Part 1: Cross-Tabulations

The American Community Survey provides information on, among other topics, 2007 per capita income1. These data are provided below for 30 U.S. states.

Table 9.1

  1. In order to construct a bivariate table, we need to reclassify these data into more broadly defined categories. Develop a coding scheme which permits you to classify each of the above states into one of four categories: West, Midwest, Northeast, and South. How many states fall into each of these categories?
  2. Now that you have grouped states by their geographic location, do the same for per capita income. Within each of the four geographic clusters, assign each state into one of two categories based on the level of per capita income: below $25,000 or above $25,000. The end result should be a bivariate table with 4 columns and 2 rows (assuming that per capita income is the row variable). Display this table.
  3. Next, we need to percentage the table presented in Question #2. Following the conventions established in Chapter 10, percentage the table within each column.
  4. Considering your answer to Question #3, make the appropriate comparisons of the percentages to determine if there appears to be a weak, moderate, or strong relationship between geographic location and per capita income.
  5. Is it possible to determine the direction of the relationship between geographic location and per capita income? Why or why not?
  6. Could the relationship between geographic location and per capita income be spurious?

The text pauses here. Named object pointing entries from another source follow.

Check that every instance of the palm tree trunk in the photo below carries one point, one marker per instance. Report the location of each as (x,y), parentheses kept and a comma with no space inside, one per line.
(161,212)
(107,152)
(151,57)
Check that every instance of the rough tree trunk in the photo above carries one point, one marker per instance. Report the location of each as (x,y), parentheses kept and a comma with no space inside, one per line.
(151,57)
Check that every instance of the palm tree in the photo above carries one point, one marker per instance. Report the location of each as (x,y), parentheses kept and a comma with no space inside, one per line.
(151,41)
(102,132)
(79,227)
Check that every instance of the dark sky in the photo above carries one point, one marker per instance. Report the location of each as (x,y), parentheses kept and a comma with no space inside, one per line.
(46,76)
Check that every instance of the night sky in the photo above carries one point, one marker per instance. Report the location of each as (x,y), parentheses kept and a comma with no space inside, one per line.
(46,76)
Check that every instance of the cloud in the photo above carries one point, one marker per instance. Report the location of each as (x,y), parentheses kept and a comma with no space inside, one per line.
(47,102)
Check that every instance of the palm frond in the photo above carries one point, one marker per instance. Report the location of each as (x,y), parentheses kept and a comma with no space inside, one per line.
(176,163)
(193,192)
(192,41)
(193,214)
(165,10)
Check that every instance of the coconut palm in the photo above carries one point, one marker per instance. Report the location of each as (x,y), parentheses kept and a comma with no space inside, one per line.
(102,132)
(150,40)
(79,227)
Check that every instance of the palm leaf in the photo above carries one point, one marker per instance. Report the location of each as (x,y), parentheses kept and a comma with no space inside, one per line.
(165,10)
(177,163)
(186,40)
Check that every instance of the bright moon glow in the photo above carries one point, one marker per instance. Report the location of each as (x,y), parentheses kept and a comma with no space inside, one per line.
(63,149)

Why or why not?
  7. Is it possible that one or more intervening variables could affect your conclusion from Question #4? Why or why not?
  8. Upon reexamining your results, you decide to further collapse some of the geographic categories you developed earlier. Collapse West and Midwest into one category and Northeast and South in a second category. Display the bivariate table for these data.
  9. Next, we need to percentage the table presented in Question #2. Following the conventions established in Chapter 10, percentage the table within each column.
  10. Discuss your results from Question #9. Why did these differ so drastically from those in Question #3?
  11. In general, do the conclusions that we are able to draw from bivariate tables depend in part on the specification of the categories for each of the variables? Why or why not?
  12. Assume that a person’s income is directly dependent on the state they live in. What is the independent variable in this relationship?
  13. Define: Cross-tabulation.

1http://factfinder.census.gov/jsp/saff/SAFFInfo.jsp?_pageId=sp1_acs&_submenuId=

Part 2: Chi-Square and Measures of Association

In the late summer of 2008, a brief war broke out between the two countries of Russia and Georgia. Suppose you are a researcher interested in nationalistic attitudes in these two countries. You decided to use data from the World Values Survey, which is available at the following URL: http://www.worldvaluessurvey.org/. The data of interest are presented below on Russian respondents.

Table 9.2

  1. Identify the dependent variable.
  2. What is the total sample size?
  3. Calculate the values of the row and column marginals.
  4. Calculate the expected frequencies for each cell.
  5. Provide an interpretation of the expected cell frequencies. What do these quantities represent?
  6. Following the example in Chapter 11, calculate the chi-square statistic.
  7. Calculate the number of degrees of freedom for this particular example.
  8. Using the table in the back of your textbook, what is the critical value for this chi-square test? (Note: use the .05 column)
  9. On the basis of your work in Questions #6-8, conclude whether your results are statistically significant. Provide evidence for your conclusion.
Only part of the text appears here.